Глава 9.
Из оцепенения меня выдергивает голос тети Зои.
– В душ иди, – бросает она, отсекая любые возражения еще до того, как они успевают оформиться в моем воспаленном мозгу. Она не смотрит на меня, её руки уже заняты заполнением журнала. – Пять минут тебе и давай обратно. Нам сейчас каждый человек на счету. Смена будет бесконечной.
Я лишь послушно киваю. Не спорю. В голове царит звенящая пустота, в которой только и есть место, что для коротких команд.
В раздевалке я срываю с себя одежду с каким-то яростным остервенением. Кажется, что ткань жжет мне кожу, что она ядовита. Вода в кране ледяная, колючая, но я не чувствую холода. Я тру руки, шею, лицо до красноты, до боли, пытаясь смыть не только грязь, но и тот липкий ужас, который забился под кожу.
Смотрю на себя в мутное зеркало над раковиной. Бледная, как мел, губы искусаны, а глаза… глаза чужие, глубокие, полные того, что нельзя произносить вслух. Но времени на слабость нет.
В нашей больнице «пожалеть себя» — это непозволительная роскошь, на которую у нас нет права. Я натягиваю чистую, хрустящую форму, туго перехватываю волосы резинкой и возвращаюсь в строй.
Работа засасывает, как трясина. Коридоры наполнились стонами, запахом йода и свежей крови. Палаты, раненые, бесконечные капельницы, которые нужно менять, крики, которые нужно игнорировать, чтобы просто делать свое дело.
Мы работаем молча. Лишние вопросы сейчас — это лишняя боль. Мы не спрашиваем «как?», мы спрашиваем «какая группа крови?». Потому что если остановиться и начать думать об именах и судьбах, сердце просто не выдержит, лопнет, как передутый шар.
Я ловлю себя на том, что раз за разом ищу глазами ту самую дверь операционной. Но страх пересиливает любопытство. Кажется, если я увижу его снова, израненного, беззащитного, то боюсь, что во мне окончательно умрет медсестра и останется только напуганная женщина.
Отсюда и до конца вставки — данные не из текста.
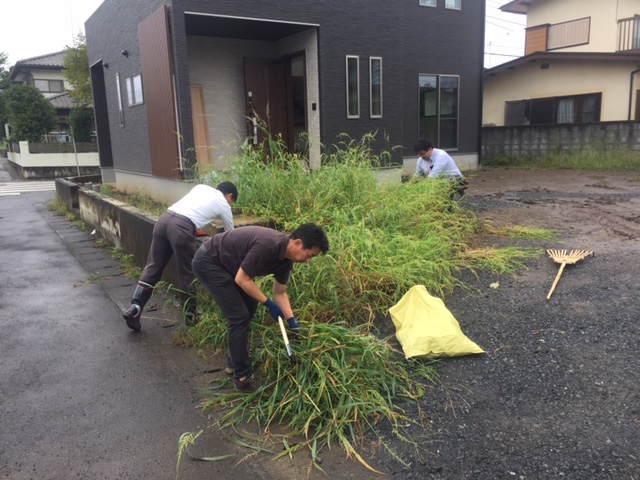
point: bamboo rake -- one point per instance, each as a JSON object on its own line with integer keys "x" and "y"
{"x": 561, "y": 256}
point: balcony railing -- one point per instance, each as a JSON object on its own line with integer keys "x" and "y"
{"x": 629, "y": 34}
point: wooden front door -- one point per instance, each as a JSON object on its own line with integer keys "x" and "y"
{"x": 265, "y": 93}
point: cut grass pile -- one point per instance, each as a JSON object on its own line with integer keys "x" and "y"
{"x": 384, "y": 239}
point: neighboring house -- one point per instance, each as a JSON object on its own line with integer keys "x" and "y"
{"x": 178, "y": 83}
{"x": 45, "y": 73}
{"x": 581, "y": 65}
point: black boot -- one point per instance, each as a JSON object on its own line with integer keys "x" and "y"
{"x": 189, "y": 310}
{"x": 140, "y": 298}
А это сейчас верный путь к катастрофе.
К вечеру над больницей повисает странная, нехорошая тишина. Напряжение достигает своего пика. Шёпот в коридорах становится змеиным, тягучим.
Люди переглядываются, пряча глаза. «Вошли», «уже на площади», «проверяют всех поголовно». Каждое слово, как удар под дых. Внутри меня начинает медленно затягиваться холодный, тугой узел.
Нас собирают в ординаторской. Тесно, воздух спертый. Здесь все, кто не занят на операционном столе: Серёга, Вадик, тётя Зоя, бледные хирурги, испуганные санитарки. Тишина такая, что слышно, как Вадик нервно барабанит пальцами по краю стола.
– Ситуацию все понимают? – голос главного врача звучит приглушенно и устало.
Никто не отвечает. Да и к чему слова? Мы и так слышим далекое, утробное рычание тяжелых двигателей на улицах нашего маленького, захлебнувшегося в беде города.
– В город вошли. Сейчас начнутся проверки. Будут шерстить списки, палаты, документы. Всех.
Он делает паузу, и его взгляд на мгновение задерживается на мне.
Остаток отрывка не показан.